Comme je l’ai mentionné dans mon billet précédent pour l’industrie porcinne canadienne, mon modèle ne tient pas compte de l’effet des variations du taux de change Canada-États-Unis. Actuellement, le taux de change moyen Canada-États-Unis pour 2025 est inférieur de 4.4 à la moyenne de 2024. Un taux de change plus bas diminue les impacts des tarifs. Avec un taux de change inférieur de 4.4%, un tarif de 25 % devient équivalent à un tarif de 20.6 %.

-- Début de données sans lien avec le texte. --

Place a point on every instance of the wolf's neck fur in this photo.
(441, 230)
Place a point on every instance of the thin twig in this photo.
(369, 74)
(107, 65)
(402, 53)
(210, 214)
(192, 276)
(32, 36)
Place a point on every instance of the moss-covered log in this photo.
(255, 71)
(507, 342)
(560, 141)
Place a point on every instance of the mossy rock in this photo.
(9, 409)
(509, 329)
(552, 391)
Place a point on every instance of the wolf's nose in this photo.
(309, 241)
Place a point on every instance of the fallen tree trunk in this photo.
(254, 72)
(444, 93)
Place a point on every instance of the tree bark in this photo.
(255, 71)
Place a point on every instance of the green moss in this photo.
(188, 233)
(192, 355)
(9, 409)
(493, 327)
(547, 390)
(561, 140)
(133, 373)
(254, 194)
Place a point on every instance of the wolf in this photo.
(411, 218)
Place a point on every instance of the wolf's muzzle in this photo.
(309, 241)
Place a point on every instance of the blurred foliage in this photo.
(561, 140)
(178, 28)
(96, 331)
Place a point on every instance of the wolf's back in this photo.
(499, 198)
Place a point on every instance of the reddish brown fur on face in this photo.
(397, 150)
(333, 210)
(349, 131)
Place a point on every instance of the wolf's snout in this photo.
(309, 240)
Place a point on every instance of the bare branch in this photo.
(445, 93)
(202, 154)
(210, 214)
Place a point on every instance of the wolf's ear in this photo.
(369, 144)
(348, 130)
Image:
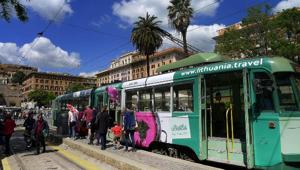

La guerre tarifaire a des répercussions sur les marchés de diverses façons. Le modèle ne tient pas compte des répercussions des coûts des aliments du bétail et des coûts d’autres intrants et des répercussions des tarifs de représailles du Canada et d’autres pays. Il est possible que la guerre tarifaire entraîne une baisse des coûts de production pour les bovins et le bœuf au Canada et que les marchés étrangers s’ouvrent au bœuf canadien en raison des tarifs de représailles sur le bœuf américain, ce qui réduirait les impacts estimés dans ce billet.